Laplacian spectrum for product graphs Let $G$ and $H$ be simple graphs.
I am interested in the Laplacian spectrum for various products of $G$ and $H$ namely the cartesian product, tensor product, lexicographical product and strong product as defined here https://en.wikipedia.org/wiki/Graph_product .
Given that $\lambda_1, \ldots, \lambda_n$ and $\mu_1, \ldots \mu_m$ are the eigenvalues of the Laplacians of $G$ and $H$ respectively, it is well known that the eigenvalues of the carteisan product of $G$ and $H$ are $$ \lambda_i + \mu_j \quad \hbox{for} \quad i = 1,\ldots,n \quad \hbox{and} \quad j = 1, \ldots,m.$$
I am interested in the relation between the eigenvalues of $G$ and $H$ with respect to the eigenvalues of the other mentioned products.
The same problem has already been considered for the spectrum of the adjacency matrix and solved under the general setting of the NEPS operation.
I suspect the same problem for the spectrum of the Laplacian eigenvalue to be slightly harder (as I think this would somehow have to characterize when is the lexicographical product of $G$ and $H$ connected) but I am not sure as I was not able to find any literature related to this matter.
Anyone happens to know the answer or could possibly provide some literature on this matter?
 A: The Cartesian product is exceptional, there is no easy answer in general. 
By way of example, consider the direct (aka tensor) product. Let $A_X$ denote the adjacency matrix of $X$ and let $D_X$ be the diagonal matrix of degrees. Then the Laplacian $L_X$ of $X$ is $D_X-A_X$. If $Z$ is the direct product
of $X$ and $Y$ then
$$
 A_Z = A_X\otimes A_Y,\qquad D_Z =D_X\otimes D_Y
$$
and thus
$$
 L_Z = D_X\otimes D_Y - A_X\otimes A_Y.
$$
If $X$ and $Y$ are regular then $D_X\otimes D_Y$ is a scalar matrix and we can write down
the eigenvalues of $L_Z$. But if they are not regular then the matrices $D_X\otimes D_Y$
and $A_X\otimes A_Y$ do not commute, and so you are looking for the eigenvalues of
the difference of two symmetric matrices in terms of the eigenvalues of the "subtractands"

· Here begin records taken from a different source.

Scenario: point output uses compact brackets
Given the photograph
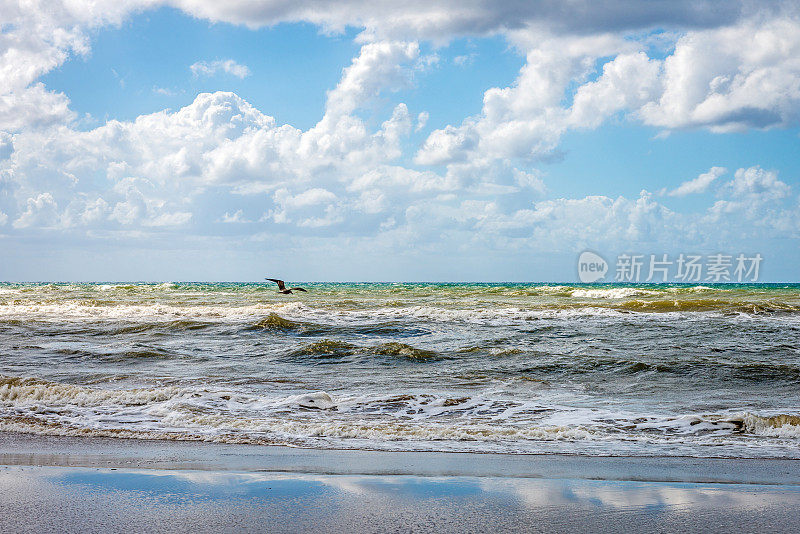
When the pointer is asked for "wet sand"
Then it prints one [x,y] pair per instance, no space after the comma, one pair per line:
[66,484]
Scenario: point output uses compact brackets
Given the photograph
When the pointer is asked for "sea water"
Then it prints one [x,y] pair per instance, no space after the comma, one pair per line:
[698,370]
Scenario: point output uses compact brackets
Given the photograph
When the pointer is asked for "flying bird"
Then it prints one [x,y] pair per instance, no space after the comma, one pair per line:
[282,286]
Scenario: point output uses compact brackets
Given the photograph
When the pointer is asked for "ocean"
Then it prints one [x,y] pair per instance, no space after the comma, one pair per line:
[609,369]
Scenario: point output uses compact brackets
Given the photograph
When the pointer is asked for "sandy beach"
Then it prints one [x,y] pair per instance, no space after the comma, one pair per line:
[64,484]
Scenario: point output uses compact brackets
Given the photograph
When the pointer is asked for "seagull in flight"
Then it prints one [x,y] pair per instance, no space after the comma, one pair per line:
[282,287]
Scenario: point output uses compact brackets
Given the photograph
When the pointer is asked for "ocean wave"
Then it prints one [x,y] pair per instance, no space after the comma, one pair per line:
[780,426]
[611,293]
[25,391]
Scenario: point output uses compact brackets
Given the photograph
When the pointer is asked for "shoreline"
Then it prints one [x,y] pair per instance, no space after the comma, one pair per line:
[90,484]
[22,449]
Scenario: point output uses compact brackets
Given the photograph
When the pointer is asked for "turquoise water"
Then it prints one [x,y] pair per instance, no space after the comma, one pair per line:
[589,369]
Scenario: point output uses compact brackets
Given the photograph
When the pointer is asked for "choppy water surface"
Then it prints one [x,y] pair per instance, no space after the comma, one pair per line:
[592,369]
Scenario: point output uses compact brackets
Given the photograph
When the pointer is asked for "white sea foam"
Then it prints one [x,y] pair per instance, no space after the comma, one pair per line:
[612,293]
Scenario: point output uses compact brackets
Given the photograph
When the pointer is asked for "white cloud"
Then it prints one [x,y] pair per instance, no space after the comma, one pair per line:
[422,120]
[346,178]
[699,184]
[229,66]
[732,78]
[756,184]
[234,218]
[41,211]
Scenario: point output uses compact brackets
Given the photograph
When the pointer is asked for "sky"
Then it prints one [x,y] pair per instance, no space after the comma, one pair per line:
[463,140]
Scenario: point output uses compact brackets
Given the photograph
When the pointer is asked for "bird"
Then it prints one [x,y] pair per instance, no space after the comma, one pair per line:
[282,287]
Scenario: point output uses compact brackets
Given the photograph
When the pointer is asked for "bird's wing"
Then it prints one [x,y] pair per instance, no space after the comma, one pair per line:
[281,285]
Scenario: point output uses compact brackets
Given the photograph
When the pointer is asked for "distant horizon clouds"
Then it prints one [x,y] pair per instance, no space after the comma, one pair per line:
[447,140]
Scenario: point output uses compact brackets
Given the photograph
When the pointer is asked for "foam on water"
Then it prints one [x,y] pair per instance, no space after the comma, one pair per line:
[606,369]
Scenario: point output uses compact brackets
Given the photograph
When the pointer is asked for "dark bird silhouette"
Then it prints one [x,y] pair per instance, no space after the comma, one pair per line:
[282,287]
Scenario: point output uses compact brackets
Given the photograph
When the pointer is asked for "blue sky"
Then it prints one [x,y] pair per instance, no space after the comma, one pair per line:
[425,142]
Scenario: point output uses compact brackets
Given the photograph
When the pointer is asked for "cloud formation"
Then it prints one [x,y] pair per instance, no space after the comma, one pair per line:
[229,66]
[219,165]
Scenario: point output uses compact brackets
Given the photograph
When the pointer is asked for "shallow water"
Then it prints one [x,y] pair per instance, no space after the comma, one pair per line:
[590,369]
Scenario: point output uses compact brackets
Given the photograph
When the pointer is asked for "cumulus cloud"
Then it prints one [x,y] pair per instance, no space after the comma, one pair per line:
[473,183]
[228,66]
[699,184]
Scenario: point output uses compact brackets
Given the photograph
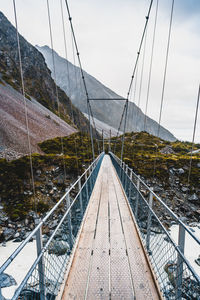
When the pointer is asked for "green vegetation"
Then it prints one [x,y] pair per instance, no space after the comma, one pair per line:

(is that a word?) and this is a lost cause. (If you're looking at difference of symmetric
matrices, you can always reduce to the case where one is diagonal.)
For the lexicographic product, you can only write down the spectrum of $A_Z$ in terms
of the factors if the base graph is regular. The obvious variant of the analysis for the
direct product will give the eigenvalues of $L_Z$ if both graphs are regular (because then the matrices in the expression for $L_Z$ all commute).
And if you're forced to restrict yourself to regular graphs, you might as well just use
the usual adjacency matrix.
A: In relation with Laplacian matrices of Graph Products one could consider a Theorem for formation of that matrix. this theorem will help us to argue about eigensolution of Laplacian matrices of product graphs. In this way exact or approximate methods could be introduced.
A paper includes aforementioned concepts is in press at Acta Mechanica with the title "Laplacian Matrices of Product Graphs: Applications in Structural Mechanics"
Link
A: In addition to the good questions already given, let me add a reference to R. Hammack, W. Imrich, and S. Klavžar, Handbook of Product Graphs, CRC 2011. I do not have the book at hand, but if I remember correctly the authors do suggest that each kind of product is essentially compatible with one, and just one, of the classical graph matrices (Laplacian, adjacency, normalised Laplacian are those they consider, if I'm not mistaken).